Why TensorFlow Lite Faces Challenges in DO-178C Certification

Diagram showing DO-178C verification requirements mapped against typical inference framework architecture

Note: This article examines general architectural patterns in mobile inference frameworks and how they interact with aerospace certification requirements. It is not a comprehensive certification analysis, nor does it represent the position of any certification authority. Actual certification decisions depend on the specific system, intended use, and assessor interpretation. TensorFlow Lite is used as a representative example; similar considerations may apply to other inference frameworks.

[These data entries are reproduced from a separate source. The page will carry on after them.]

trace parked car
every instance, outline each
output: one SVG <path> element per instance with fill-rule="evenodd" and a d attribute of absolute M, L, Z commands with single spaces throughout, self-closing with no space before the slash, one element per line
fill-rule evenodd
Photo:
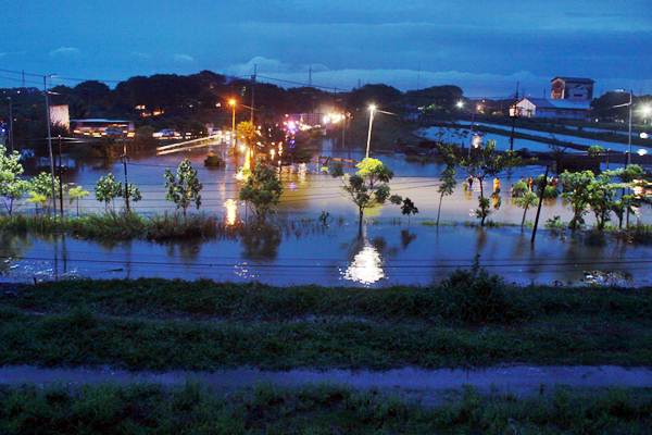
<path fill-rule="evenodd" d="M 154 133 L 152 136 L 158 139 L 177 139 L 181 137 L 179 132 L 176 132 L 172 128 L 163 128 L 162 130 Z"/>

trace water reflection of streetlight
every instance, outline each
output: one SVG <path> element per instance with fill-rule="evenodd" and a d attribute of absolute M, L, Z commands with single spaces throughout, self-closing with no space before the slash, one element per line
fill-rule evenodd
<path fill-rule="evenodd" d="M 385 277 L 383 259 L 376 248 L 365 240 L 360 252 L 353 257 L 353 261 L 344 272 L 344 279 L 368 285 Z"/>
<path fill-rule="evenodd" d="M 226 225 L 235 225 L 238 219 L 238 203 L 233 199 L 227 199 L 224 202 L 224 208 L 226 208 Z"/>

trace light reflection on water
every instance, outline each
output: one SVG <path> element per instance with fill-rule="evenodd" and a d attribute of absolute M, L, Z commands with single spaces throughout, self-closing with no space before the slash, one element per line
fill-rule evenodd
<path fill-rule="evenodd" d="M 385 277 L 383 259 L 376 248 L 365 240 L 362 249 L 353 257 L 342 277 L 364 285 L 374 284 Z"/>
<path fill-rule="evenodd" d="M 63 277 L 211 278 L 277 286 L 429 285 L 480 265 L 510 283 L 650 285 L 652 246 L 582 240 L 541 231 L 537 244 L 517 227 L 291 222 L 212 240 L 105 243 L 4 234 L 0 281 Z"/>

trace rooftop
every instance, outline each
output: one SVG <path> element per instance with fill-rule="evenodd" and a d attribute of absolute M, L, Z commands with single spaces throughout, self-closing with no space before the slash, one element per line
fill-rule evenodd
<path fill-rule="evenodd" d="M 589 110 L 588 101 L 572 101 L 572 100 L 550 100 L 548 98 L 531 98 L 526 97 L 521 101 L 527 100 L 537 108 L 548 109 L 564 109 L 564 110 Z"/>
<path fill-rule="evenodd" d="M 573 82 L 573 83 L 587 83 L 587 84 L 591 84 L 591 85 L 595 83 L 591 78 L 586 78 L 586 77 L 563 77 L 563 76 L 556 76 L 556 77 L 554 77 L 550 82 L 554 82 L 556 79 L 561 79 L 561 80 L 564 80 L 564 82 Z"/>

Aerospace software certification under DO-178C imposes rigorous requirements on how software is designed, verified, and documented. These requirements evolved over decades of aviation safety experience and are mandatory for software whose failure could affect flight safety.

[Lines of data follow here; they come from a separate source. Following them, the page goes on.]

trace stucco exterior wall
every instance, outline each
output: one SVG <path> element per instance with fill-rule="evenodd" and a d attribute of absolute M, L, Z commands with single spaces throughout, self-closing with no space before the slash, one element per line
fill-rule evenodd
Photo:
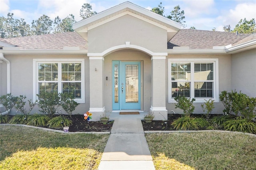
<path fill-rule="evenodd" d="M 171 113 L 171 110 L 174 110 L 175 113 L 181 114 L 182 110 L 176 109 L 174 103 L 168 102 L 168 58 L 218 58 L 218 59 L 219 68 L 219 94 L 223 90 L 230 91 L 231 88 L 231 58 L 230 54 L 169 54 L 166 57 L 166 109 L 168 113 Z M 194 112 L 194 114 L 203 113 L 200 105 L 203 103 L 194 103 L 196 108 Z M 213 114 L 222 114 L 224 109 L 223 104 L 220 101 L 215 102 L 215 108 L 212 112 Z"/>
<path fill-rule="evenodd" d="M 101 53 L 130 42 L 153 52 L 166 52 L 167 35 L 166 30 L 127 14 L 88 30 L 88 52 Z"/>
<path fill-rule="evenodd" d="M 0 96 L 6 94 L 6 63 L 0 62 Z"/>
<path fill-rule="evenodd" d="M 256 49 L 232 54 L 232 90 L 256 97 Z"/>
<path fill-rule="evenodd" d="M 104 103 L 107 112 L 112 110 L 112 61 L 142 61 L 142 82 L 143 90 L 142 108 L 147 112 L 150 107 L 151 97 L 151 57 L 147 54 L 132 50 L 122 50 L 111 53 L 104 58 Z M 106 77 L 108 77 L 108 80 Z"/>
<path fill-rule="evenodd" d="M 33 99 L 33 59 L 39 58 L 85 59 L 85 103 L 80 104 L 73 114 L 84 114 L 90 107 L 89 58 L 86 55 L 5 55 L 11 63 L 11 92 L 14 96 L 26 95 L 27 100 Z M 32 113 L 38 112 L 36 106 Z M 63 112 L 64 111 L 63 110 Z M 10 114 L 15 114 L 13 108 Z"/>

Mobile inference frameworks like TensorFlow Lite were designed with different priorities: flexibility, performance across diverse hardware, and ease of use for researchers and app developers. These are legitimate engineering goals that have made deep learning accessible to millions of applications.

However, the architectural choices that enable flexibility and broad hardware support can create challenges when the same frameworks are considered for aerospace applications. Understanding these challenges helps teams make informed decisions about whether to adapt existing frameworks, build custom inference engines, or pursue hybrid approaches.

This article examines specific architectural properties common in mobile inference frameworks and explains why they can complicate DO-178C certification efforts, particularly at the higher Design Assurance Levels (DAL A and DAL B).

DO-178C Requirements Overview

DO-178C establishes objectives for software development based on the severity of potential failures. Design Assurance Level A applies when software failure could cause or contribute to catastrophic failure conditions. Level B applies to hazardous conditions. Levels C, D, and E apply to progressively less severe scenarios.

At DAL A, the standard requires:

Requirements traceability. Every software requirement must trace to system requirements, and every line of code must trace to a software requirement. The purpose of each code element must be documented and justified.

Verification coverage. Testing must achieve structural coverage (MC/DC for DAL A), meaning every decision outcome and condition combination must be exercised. Dead code is prohibited.

Deterministic behaviour. While DO-178C does not explicitly use the word “deterministic,” its objectives effectively require predictable, reproducible behaviour. Evidence must demonstrate that software performs its intended functions under all operational conditions.

Configuration control. Every artefact affecting the software must be under configuration control with documented history.

These objectives are achievable but require significant discipline in design and documentation.

Architectural Properties of Mobile Inference Frameworks

Mobile inference frameworks share common architectural patterns that optimise for their primary use cases. The following analysis uses publicly documented behaviour; specific implementation details may vary across versions.

Dynamic Memory Allocation

Mobile frameworks typically allocate memory dynamically during model loading and inference:

// Typical pattern in inference frameworks
TfLiteTensor* tensor = interpreter->tensor(index);
// Tensor data may be allocated lazily or resized

Dynamic allocation creates verification challenges at high DALs:

Variable timing. Allocation time depends on heap state, creating unpredictable worst-case execution time (WCET). DAL A systems typically require bounded timing analysis.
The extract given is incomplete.